Our protocol details a convenient one-pot preparation and copper-mediated conjugate addition of functionalized monoorganozinc bromides to cyclic alpha-beta-unsaturated carbonyls for the synthesis of quaternary centers in high yield. A significant advantage to this method involves the use of dimethylacetamide to facilitate organozinc formation from widely accessible functionalized organobromides. To begin, add zinc, dust, DMA, and iodine to a flame-dried 50-milliliter Schlenk reaction flask containing a stir bar under argon.
Stir the suspension at ambient temperature until the brownish-orange color completely dissipates to a gray suspension. Add ethyl 4-bromobutyrate to the gray suspension. Immerse the flask in an 80-degree Celsius oil bath with vigorous stirring until consumption of the organobromide is observed by gas chromatography or GC analysis.
Briefly dip a disposable glass Pasteur pipette into the reaction mixture and remove from the flask. Rinse the aliquot with approximately 0.5 milliliters of diethyl ether into a two-milliliter vial containing approximately 0.5 milliliters of saturated ammonium chloride. Vigorously shake the vial and analyze the organic layer by GC.After cooling the monoorganozinc reagent to ambient temperature the reagent can be stored for several hours to overnight under inert atmosphere with minimal impact on the yield of the conjugate addition product.

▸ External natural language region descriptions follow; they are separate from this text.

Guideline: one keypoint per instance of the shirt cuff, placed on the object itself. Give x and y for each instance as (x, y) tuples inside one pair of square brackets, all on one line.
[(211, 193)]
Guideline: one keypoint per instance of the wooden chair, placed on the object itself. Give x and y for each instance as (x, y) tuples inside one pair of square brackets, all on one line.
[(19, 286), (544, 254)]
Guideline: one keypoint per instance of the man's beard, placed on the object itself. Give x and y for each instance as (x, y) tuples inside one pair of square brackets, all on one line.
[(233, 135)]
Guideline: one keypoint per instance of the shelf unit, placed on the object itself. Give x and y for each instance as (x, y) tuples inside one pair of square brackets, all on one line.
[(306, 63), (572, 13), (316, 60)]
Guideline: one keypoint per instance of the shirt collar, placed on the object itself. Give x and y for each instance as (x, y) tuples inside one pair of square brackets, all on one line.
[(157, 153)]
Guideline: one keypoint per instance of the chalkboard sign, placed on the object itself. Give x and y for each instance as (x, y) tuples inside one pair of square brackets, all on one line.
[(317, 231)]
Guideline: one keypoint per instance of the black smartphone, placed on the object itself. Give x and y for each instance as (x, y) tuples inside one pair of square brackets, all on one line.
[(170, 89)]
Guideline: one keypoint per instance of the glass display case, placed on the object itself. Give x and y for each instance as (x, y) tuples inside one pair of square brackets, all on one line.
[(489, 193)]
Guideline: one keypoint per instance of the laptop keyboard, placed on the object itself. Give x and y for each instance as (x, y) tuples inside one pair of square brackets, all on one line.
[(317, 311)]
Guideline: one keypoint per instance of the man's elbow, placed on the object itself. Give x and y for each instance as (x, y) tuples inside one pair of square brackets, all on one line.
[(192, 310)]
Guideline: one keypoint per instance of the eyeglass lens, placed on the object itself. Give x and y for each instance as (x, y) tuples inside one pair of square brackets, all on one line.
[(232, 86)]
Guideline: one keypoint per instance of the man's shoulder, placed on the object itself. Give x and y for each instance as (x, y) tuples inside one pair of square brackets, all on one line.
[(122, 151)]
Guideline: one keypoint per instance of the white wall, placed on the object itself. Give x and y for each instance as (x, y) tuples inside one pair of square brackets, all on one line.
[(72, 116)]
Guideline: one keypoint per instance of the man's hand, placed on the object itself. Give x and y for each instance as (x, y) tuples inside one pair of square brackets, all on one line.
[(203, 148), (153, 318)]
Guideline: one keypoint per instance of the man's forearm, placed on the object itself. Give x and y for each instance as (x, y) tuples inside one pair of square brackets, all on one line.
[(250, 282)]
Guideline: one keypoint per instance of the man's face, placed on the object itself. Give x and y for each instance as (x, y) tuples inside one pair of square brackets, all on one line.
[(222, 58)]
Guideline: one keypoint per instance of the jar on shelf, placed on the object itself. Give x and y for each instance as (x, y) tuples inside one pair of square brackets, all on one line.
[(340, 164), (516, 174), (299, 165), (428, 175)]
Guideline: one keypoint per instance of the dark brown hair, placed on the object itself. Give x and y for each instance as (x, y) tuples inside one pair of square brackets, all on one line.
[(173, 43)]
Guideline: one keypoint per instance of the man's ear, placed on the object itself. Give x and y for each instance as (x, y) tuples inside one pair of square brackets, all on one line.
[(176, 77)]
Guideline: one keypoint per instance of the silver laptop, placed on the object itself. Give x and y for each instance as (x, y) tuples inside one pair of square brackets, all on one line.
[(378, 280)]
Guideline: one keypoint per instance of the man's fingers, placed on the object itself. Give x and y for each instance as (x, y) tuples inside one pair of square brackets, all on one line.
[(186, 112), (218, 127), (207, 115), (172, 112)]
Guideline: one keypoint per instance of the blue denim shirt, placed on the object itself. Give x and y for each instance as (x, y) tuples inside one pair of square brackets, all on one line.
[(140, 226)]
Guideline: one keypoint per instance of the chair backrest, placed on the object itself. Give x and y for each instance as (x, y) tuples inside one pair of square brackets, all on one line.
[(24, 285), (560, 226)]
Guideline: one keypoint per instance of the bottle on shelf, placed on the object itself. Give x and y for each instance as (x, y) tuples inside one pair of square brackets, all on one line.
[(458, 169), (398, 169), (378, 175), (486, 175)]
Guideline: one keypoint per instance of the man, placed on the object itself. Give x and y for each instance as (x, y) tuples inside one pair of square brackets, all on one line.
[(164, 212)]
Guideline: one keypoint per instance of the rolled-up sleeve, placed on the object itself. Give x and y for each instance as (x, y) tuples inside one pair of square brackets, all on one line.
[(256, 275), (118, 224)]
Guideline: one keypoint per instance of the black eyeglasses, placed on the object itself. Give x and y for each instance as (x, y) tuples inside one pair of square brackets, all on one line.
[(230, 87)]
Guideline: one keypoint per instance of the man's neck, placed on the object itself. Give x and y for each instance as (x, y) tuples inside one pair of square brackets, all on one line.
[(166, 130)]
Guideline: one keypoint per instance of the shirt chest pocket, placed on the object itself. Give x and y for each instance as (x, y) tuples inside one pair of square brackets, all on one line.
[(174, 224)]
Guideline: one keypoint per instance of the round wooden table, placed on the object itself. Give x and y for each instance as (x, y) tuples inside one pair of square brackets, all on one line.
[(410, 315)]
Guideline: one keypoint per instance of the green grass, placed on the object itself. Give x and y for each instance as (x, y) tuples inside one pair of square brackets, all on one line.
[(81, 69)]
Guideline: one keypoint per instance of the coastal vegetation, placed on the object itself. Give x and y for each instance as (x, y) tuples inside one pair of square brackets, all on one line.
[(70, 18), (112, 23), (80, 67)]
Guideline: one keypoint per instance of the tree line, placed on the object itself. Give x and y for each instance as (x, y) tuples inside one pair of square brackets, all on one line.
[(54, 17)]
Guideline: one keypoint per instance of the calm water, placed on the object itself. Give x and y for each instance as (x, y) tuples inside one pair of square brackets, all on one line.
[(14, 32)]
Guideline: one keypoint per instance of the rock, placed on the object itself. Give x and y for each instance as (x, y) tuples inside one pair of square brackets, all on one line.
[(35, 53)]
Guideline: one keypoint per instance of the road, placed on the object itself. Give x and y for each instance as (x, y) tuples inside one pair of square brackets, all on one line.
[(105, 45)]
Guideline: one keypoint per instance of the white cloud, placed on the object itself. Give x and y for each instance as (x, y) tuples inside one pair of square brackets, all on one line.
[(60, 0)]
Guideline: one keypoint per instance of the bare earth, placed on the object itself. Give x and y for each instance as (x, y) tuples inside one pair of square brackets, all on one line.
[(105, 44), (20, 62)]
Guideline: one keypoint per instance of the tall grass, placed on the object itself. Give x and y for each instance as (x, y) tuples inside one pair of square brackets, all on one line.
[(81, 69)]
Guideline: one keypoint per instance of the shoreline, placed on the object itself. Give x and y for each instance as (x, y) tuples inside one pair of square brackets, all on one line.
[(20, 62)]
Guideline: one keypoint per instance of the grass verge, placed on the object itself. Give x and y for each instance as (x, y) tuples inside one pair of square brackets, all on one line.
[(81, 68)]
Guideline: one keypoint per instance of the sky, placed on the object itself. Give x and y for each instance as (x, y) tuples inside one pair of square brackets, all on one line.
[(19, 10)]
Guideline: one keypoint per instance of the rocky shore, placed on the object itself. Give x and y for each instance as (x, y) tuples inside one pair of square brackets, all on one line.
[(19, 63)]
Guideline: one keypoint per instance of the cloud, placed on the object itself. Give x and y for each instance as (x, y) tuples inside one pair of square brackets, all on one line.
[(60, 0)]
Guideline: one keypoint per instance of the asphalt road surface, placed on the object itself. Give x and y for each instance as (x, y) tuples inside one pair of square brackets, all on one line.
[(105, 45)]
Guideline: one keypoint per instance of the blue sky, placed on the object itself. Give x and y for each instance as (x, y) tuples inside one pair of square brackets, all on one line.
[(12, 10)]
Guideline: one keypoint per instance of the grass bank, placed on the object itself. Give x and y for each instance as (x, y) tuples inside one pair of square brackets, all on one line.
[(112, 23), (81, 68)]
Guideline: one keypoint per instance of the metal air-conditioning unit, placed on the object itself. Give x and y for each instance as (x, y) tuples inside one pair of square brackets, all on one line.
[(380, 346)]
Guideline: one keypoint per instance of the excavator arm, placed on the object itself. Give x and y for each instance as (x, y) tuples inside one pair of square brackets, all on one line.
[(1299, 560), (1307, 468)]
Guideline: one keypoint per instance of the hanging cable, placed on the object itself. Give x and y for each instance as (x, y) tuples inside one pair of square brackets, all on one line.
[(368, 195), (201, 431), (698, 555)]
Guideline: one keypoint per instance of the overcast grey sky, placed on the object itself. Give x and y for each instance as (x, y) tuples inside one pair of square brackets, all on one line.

For monoorganozinc bromide conjugate addition to alpha-beta unsaturated ketones first cool the organozinc suspension in an ice water bath for approximately five minutes. Then add copper bromide dimethyl sulfide and additional DMA and stir the reaction for 10 minutes. Next add chlorotrimethylsilane to the cooled suspension followed by 3-methyl-2-cyclohexanone.
Remove the cooling bath after approximately 30 minutes and monitor the reaction until the alpha-beta unsaturated ketone is consumed by TLC analysis for up to 24 hours. Add acetic acid to the completed conjugate addition reaction to hydrolyze the intermediate silyl enol ether into the ketone product. Monitor the progress of hydrolysis in 15-minute intervals by TLC analysis as before.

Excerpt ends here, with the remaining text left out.